Otras Consecuencias y Desafíos del Diagnóstico

Los fertilizantes orgánicos también presentan problemas significativos. Aunque el estiércol y las excretas se utilizan tradicionalmente en muchas partes del mundo, la producción ganadera intensiva ha generado graves problemas de degradación ambiental, con escorrentías directas desde las granjas.

Además de la escorrentía superficial y la infiltración hacia las aguas subterráneas, la volatilización del amoníaco agrava la acidificación de la tierra y del agua. También se observa un proceso de contaminación por metales pesados en las aguas superficiales y subterráneas, cuyas concentraciones elevadas representan una amenaza para la salud de hombres y animales, acumulándose hasta cierto punto en el suelo y siendo absorbidos por los cultivos.

Un desafío importante es determinar la importancia relativa de la agricultura en comparación con los efectos de las aguas residuales urbanas (a menudo sin tratar). En muchos países en desarrollo, no se dispone de una base de datos que permita establecer esta distinción, lo que impide un programa racional de lucha contra la contaminación y limita la inversión eficaz.

Medidas y Soluciones para Mitigar el Impacto

Para abordar el problema de la contaminación por fertilizantes, es crucial implementar prácticas agrícolas sostenibles y políticas medioambientales efectivas que promuevan métodos de producción de alimentos más conscientes con el entorno.

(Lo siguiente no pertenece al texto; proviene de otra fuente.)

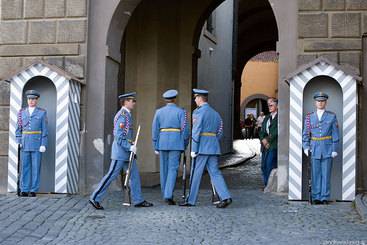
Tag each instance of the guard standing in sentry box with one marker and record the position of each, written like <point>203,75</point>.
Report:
<point>207,129</point>
<point>31,135</point>
<point>321,140</point>
<point>122,147</point>
<point>170,136</point>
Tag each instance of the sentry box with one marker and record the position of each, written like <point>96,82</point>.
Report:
<point>60,96</point>
<point>342,87</point>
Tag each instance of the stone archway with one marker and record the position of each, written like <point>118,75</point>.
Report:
<point>105,36</point>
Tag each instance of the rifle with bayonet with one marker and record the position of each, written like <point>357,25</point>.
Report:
<point>184,177</point>
<point>127,189</point>
<point>18,171</point>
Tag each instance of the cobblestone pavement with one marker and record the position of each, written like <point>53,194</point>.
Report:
<point>253,218</point>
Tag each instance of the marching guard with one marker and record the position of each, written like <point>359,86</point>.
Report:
<point>31,135</point>
<point>321,140</point>
<point>121,147</point>
<point>207,130</point>
<point>170,136</point>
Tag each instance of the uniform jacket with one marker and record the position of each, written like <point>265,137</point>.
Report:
<point>37,122</point>
<point>326,127</point>
<point>170,117</point>
<point>123,135</point>
<point>206,120</point>
<point>272,136</point>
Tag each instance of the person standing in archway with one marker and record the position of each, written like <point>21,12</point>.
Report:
<point>321,139</point>
<point>259,122</point>
<point>170,136</point>
<point>207,130</point>
<point>31,135</point>
<point>122,145</point>
<point>269,140</point>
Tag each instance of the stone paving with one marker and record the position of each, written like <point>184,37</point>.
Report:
<point>253,218</point>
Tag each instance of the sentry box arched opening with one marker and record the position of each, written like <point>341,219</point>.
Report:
<point>347,81</point>
<point>66,110</point>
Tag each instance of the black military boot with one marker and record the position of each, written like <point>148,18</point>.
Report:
<point>23,194</point>
<point>170,201</point>
<point>316,202</point>
<point>186,204</point>
<point>224,203</point>
<point>143,204</point>
<point>96,205</point>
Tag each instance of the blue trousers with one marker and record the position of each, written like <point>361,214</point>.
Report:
<point>211,163</point>
<point>115,169</point>
<point>321,174</point>
<point>31,168</point>
<point>169,163</point>
<point>269,161</point>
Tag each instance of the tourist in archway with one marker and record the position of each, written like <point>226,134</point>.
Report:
<point>269,140</point>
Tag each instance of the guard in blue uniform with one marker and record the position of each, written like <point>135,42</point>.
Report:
<point>321,140</point>
<point>170,135</point>
<point>207,130</point>
<point>31,134</point>
<point>121,147</point>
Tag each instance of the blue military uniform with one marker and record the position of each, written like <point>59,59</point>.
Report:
<point>123,140</point>
<point>170,136</point>
<point>31,133</point>
<point>207,130</point>
<point>321,138</point>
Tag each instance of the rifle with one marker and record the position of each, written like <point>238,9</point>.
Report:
<point>18,172</point>
<point>184,176</point>
<point>127,189</point>
<point>193,163</point>
<point>215,197</point>
<point>309,166</point>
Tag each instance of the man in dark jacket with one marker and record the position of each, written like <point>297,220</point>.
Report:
<point>269,140</point>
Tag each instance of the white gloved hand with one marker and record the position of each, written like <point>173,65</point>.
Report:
<point>133,149</point>
<point>193,154</point>
<point>306,152</point>
<point>334,154</point>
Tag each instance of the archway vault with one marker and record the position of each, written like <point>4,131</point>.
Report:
<point>108,36</point>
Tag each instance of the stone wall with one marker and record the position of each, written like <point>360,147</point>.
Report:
<point>333,29</point>
<point>54,31</point>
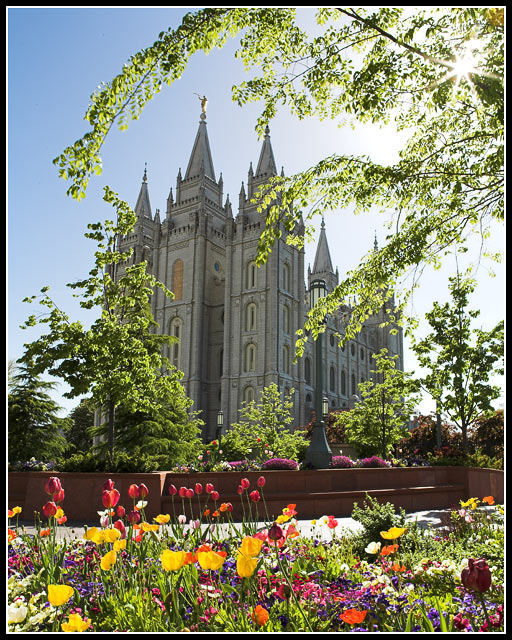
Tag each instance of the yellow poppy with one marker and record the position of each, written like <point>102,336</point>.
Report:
<point>59,594</point>
<point>162,519</point>
<point>173,560</point>
<point>211,559</point>
<point>251,546</point>
<point>393,533</point>
<point>75,623</point>
<point>108,560</point>
<point>119,545</point>
<point>245,565</point>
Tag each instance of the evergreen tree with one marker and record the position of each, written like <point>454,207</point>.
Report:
<point>34,427</point>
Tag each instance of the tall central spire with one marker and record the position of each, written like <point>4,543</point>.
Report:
<point>201,158</point>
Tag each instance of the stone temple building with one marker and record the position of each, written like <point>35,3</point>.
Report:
<point>236,322</point>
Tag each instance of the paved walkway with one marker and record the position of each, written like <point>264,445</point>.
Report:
<point>424,519</point>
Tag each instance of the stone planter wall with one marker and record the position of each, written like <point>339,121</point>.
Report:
<point>315,492</point>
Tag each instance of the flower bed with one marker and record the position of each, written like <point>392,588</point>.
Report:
<point>175,573</point>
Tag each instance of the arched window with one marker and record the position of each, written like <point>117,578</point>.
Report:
<point>248,394</point>
<point>307,370</point>
<point>251,275</point>
<point>250,317</point>
<point>175,351</point>
<point>177,279</point>
<point>332,379</point>
<point>286,277</point>
<point>286,319</point>
<point>286,358</point>
<point>250,357</point>
<point>343,383</point>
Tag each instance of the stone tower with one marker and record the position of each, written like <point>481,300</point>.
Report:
<point>236,322</point>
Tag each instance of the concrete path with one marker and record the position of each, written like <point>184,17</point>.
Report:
<point>306,528</point>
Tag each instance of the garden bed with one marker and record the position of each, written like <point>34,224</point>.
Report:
<point>315,492</point>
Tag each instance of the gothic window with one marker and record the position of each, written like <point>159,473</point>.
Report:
<point>248,394</point>
<point>286,319</point>
<point>286,359</point>
<point>286,277</point>
<point>250,318</point>
<point>251,275</point>
<point>175,330</point>
<point>250,357</point>
<point>307,370</point>
<point>177,279</point>
<point>332,379</point>
<point>343,383</point>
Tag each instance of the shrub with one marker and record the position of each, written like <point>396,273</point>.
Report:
<point>342,462</point>
<point>374,461</point>
<point>280,463</point>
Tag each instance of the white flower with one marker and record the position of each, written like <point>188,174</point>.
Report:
<point>373,547</point>
<point>16,614</point>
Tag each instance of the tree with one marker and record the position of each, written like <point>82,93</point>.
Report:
<point>264,426</point>
<point>437,72</point>
<point>82,420</point>
<point>459,359</point>
<point>119,358</point>
<point>34,427</point>
<point>380,420</point>
<point>168,432</point>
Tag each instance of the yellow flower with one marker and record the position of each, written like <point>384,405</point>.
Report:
<point>393,533</point>
<point>108,560</point>
<point>210,559</point>
<point>119,545</point>
<point>245,565</point>
<point>251,546</point>
<point>173,560</point>
<point>162,519</point>
<point>75,623</point>
<point>59,594</point>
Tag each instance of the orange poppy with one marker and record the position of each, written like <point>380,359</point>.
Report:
<point>259,615</point>
<point>386,551</point>
<point>353,616</point>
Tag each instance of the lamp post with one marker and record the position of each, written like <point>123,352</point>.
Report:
<point>318,454</point>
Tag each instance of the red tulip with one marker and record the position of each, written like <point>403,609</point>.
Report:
<point>52,486</point>
<point>476,575</point>
<point>50,509</point>
<point>108,485</point>
<point>110,498</point>
<point>133,491</point>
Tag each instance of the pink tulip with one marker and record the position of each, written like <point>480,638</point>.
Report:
<point>50,509</point>
<point>133,491</point>
<point>52,486</point>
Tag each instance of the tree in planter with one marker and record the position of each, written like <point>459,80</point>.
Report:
<point>119,358</point>
<point>460,360</point>
<point>264,426</point>
<point>380,420</point>
<point>34,428</point>
<point>168,433</point>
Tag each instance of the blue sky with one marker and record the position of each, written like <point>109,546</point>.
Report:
<point>56,59</point>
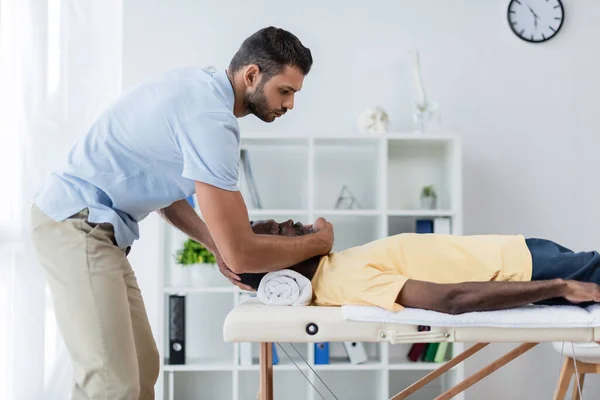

El único modo de frenar esta tendencia es mantener los fertilizantes en tierra e impedir que lleguen al mar.

  • Uso eficiente de fertilizantes: Es fundamental utilizar los fertilizantes en las proporciones y composición idóneas para las necesidades de cada tipo de cultivo.
  • Prácticas agrícolas sostenibles: Incentivar cosechas libres de residuos de fertilizantes (como los nitratos) mediante prácticas como la rotación de cultivos, la agricultura orgánica, la agroforestería (integrando árboles, cultivos y ganadería para beneficios mutuos) y los policultivos o cultivos mixtos (favoreciendo la biodiversidad, optimizando recursos y mejorando la fertilidad del suelo).
  • Mejora de la fijación biológica de nitrógeno: Fomentar un uso eficiente de los fertilizantes de origen químico, al tiempo que se mejora el proceso natural de fijación biológica del nitrógeno molecular (N₂), a través de la simbiosis con microorganismos que rompen la molécula de nitrógeno para formar amoniaco y nitratos.
  • Tecnologías innovadoras: Se investigan revolucionarias tecnologías (como N-Fix) que permiten a las plantas tomar el nitrógeno directamente del aire para convertirlo en amoniaco, lo que sería respetuoso con el medioambiente.
  • Tratamiento de aguas residuales: Mejorar el tratamiento de las aguas residuales urbanas e industriales.
  • Monitorización y control: La industria productora de fertilizantes sintéticos puede mitigar sus emisiones contaminantes mediante la instalación de anillos perimetrales de sensores que controlen sus emisiones en gases contaminantes. Igualmente, es necesario mejorar los sistemas de monitorización de los cuerpos de agua para una detección temprana y una toma de decisiones eficiente por parte de los gestores.

Una producción responsable, necesaria para la salud y bienestar de los seres vivos del planeta, es esencial para alcanzar la seguridad alimentaria, así como para no alterar la calidad del aire y del agua. Hay muchas maneras de lograr una agricultura que preserve el medioambiente y contribuya a la acción climática.